John Albert Johnson was born on a farm near St. Peter, Minnesota, on July 28, 1861, the eldest child of Gustaf and Caroline Johnson. After Gustaf abandoned his family, John left school at 13 to support his mother and siblings. During this time, he worked at a local drugstore. After that, he had a seven-year-long stint in the Minnesota National guard, where he reached the rank of captain. Local Democrats, impressed with the enterprising young store clerk, asked him to join their party and edit the strongly Democratic St. Peter Herald. Before he could take the position, he became seriously ill with typhoid fever, but he recovered. His journalistic success attracted statewide attention and fostered political aspirations.

Johnson married Elinor M. Preston on June 1, 1894, at the Union Presbyterian Church in St. Peter.

Johnson failed in early campaigns for state office from his heavily Republican home county but was elected to the state senate in 1898, indicating his growing bipartisan appeal.

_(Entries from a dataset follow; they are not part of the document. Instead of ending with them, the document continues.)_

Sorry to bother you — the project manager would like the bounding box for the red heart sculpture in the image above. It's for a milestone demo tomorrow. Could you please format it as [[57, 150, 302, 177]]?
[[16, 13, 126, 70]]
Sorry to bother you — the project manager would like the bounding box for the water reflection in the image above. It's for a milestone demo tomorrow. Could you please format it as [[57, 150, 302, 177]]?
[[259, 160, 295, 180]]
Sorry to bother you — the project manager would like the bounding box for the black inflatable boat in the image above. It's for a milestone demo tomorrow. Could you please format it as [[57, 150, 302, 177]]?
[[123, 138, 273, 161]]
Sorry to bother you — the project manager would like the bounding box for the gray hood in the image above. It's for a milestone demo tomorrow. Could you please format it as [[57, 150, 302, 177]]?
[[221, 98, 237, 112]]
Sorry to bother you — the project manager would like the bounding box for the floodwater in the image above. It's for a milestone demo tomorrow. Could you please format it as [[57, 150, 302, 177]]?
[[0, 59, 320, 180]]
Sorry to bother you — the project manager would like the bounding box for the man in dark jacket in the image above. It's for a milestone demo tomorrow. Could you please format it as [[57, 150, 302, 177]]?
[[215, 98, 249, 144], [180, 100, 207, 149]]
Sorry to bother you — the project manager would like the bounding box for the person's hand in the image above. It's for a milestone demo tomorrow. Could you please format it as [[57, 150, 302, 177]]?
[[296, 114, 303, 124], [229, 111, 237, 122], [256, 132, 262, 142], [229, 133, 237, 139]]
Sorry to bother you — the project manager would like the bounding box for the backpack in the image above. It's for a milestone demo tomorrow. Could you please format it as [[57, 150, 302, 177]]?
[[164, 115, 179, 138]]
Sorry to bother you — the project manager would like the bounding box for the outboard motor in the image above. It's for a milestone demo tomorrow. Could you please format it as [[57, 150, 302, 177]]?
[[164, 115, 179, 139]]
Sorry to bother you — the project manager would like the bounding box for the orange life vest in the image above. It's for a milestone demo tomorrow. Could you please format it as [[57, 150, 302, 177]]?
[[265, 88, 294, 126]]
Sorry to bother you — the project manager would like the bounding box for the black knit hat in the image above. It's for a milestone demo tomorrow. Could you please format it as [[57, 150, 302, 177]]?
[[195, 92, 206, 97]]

Johnson declined to run for governor in 1902, but reluctantly accepted the nomination in 1904. He said he did not want to be governor, later calling the nomination "unsought and undesired".

==Governor==
Several reforms of a progressive nature were carried out during Johnson's tenure. In his 1904 inauguration speech, Johnson called for the 2-year term to be extended to 4 years, more funding for roads, more funding to rural schools, and several other important ideas. Johnson's ability to reason and work with legislators of both parties resulted in such reform legislation as a reorganization of the state's insurance department to the benefit of policyholders, reduction of railroad passenger and freight rates, and removal of constitutional restraints on the legislature's power to tax. Johnson was reelected in 1906 and 1908. He began his third term with reservations.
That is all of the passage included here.